Ainsi, au lieu que l’histoire et ses évolutions permettent d’éclairer les
opinions publiques et le monde éducatif, les « mémoires » viennent
brutalement imposer des dogmes en interdisant tout débat. De plus, la
victimisation des aïeux signifierait-elle vertu présente, ce qui placerait
chaque bébé face à des passés impossibles à solder ? L’histoire, au lieu
de nous inviter à réfléchir, deviendrait alors une idéologie figée. Le
directeur du Débat a indéniablement craint que ces lieux de mémoire deviennent
des lieux de déboires, détricotage du tissu national comme de la science
historique.
Mais,
disons-le pour parfaire cette mise en perspective, Pierre Nora –lucide sur les
dérives mémorielles-- n’a pas encore discerné les nécessités prioritaires pour
le futur du travail historique. Le dernier festival de Blois l’a montré, où il
s’est retrouvé assez décalé par rapport aux tenants de l’histoire globale. Et
pourtant, il devient urgent aujourd’hui d’ouvrir les travaux historiques vers
deux champs essentiels : l’histoire stratifiée du local au global
et l’histoire du visuel liée à l’histoire des traces écrites ou sonores.
L’histoire stratifiée est une manière de délivrer des repères désormais
indispensables sur la longue durée. Elle est aussi une histoire-territoire. Elle
débute avec une histoire locale, de l’apparition humaine jusqu’à aujourd’hui.
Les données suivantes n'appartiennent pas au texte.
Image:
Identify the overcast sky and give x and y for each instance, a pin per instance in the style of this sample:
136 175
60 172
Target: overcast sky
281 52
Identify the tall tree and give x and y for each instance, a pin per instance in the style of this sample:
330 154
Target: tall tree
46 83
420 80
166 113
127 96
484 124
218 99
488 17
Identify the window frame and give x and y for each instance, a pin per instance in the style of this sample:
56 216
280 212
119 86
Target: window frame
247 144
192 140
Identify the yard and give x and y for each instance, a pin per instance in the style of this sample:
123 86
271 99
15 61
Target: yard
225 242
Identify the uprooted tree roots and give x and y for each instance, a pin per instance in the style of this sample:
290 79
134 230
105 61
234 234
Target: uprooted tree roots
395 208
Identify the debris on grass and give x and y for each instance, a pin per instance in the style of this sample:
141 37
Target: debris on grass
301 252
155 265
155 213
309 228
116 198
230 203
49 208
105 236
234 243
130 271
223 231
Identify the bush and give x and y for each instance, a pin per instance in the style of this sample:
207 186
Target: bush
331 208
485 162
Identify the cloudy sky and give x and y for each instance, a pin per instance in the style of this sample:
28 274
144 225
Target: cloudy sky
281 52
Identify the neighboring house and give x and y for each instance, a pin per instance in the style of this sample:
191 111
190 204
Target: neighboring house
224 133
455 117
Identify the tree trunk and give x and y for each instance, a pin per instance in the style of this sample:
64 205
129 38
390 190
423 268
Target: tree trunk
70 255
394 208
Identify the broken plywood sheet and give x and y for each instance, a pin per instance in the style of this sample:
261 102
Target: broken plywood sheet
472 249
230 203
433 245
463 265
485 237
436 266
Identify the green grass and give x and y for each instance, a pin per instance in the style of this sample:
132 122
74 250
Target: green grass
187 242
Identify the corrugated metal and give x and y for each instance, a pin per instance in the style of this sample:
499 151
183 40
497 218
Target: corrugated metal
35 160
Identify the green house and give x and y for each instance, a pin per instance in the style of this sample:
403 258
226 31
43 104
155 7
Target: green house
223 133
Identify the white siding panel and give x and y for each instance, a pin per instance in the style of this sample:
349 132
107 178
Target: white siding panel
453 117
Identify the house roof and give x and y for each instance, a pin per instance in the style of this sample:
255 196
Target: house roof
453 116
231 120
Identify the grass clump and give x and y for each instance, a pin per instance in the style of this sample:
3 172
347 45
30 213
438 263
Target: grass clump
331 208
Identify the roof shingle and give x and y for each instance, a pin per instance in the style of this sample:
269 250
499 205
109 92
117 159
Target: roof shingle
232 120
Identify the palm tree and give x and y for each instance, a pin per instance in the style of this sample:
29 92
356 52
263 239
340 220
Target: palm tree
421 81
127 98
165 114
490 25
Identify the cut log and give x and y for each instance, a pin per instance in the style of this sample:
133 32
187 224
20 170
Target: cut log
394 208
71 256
Cela est indispensable tant à Mayotte qu’à Perpignan ou Dunkerque, pour tous
les enfants de nos classes d’ailleurs : savoir où l’on habite. Cette
histoire est liée avec l’histoire du territoire national et de la construction
de l’idée de Nation. Elle prend en compte l’histoire continentale et s’inscrit
dans une histoire mondiale.
L’histoire
visuelle accompagne ces travaux. Pourquoi devient-elle nécessaire aujourd’hui,
primordiale non pas comme une illustration superfétatoire de l’histoire ou une
branche sympathique de l’histoire culturelle ? Parce que nous et nos
enfants vivons dans l’ubiquité perpétuelle entre un monde directement visible
et la représentation d’autres univers à distance. Parce que cette réalité est
un phénomène exponentiel décuplé avec la télévision et Internet, un phénomène
qui mêle toutes les époques, tous les supports, toutes les civilisations sur le
même écran. Avoir des repères chronologiques et géographiques devient donc
fondamental, non plus comme un aspect périphérique, mais comme un apprentissage
de base, à côté du monde de l’écrit ou des chiffres, dans ce que nous pouvons
dénommer une « boussole éducative ».
Ne nous
trompons donc pas d’enjeu. Et comprenons chez Pierre Nora ce que fut sa
lucidité critique, mais aussi les deux objectifs prioritaires aujourd’hui, à la
fois pour la recherche et pour éduquer de futurs citoyens ou pour des
apprentissages nécessaires tout au long de la vie.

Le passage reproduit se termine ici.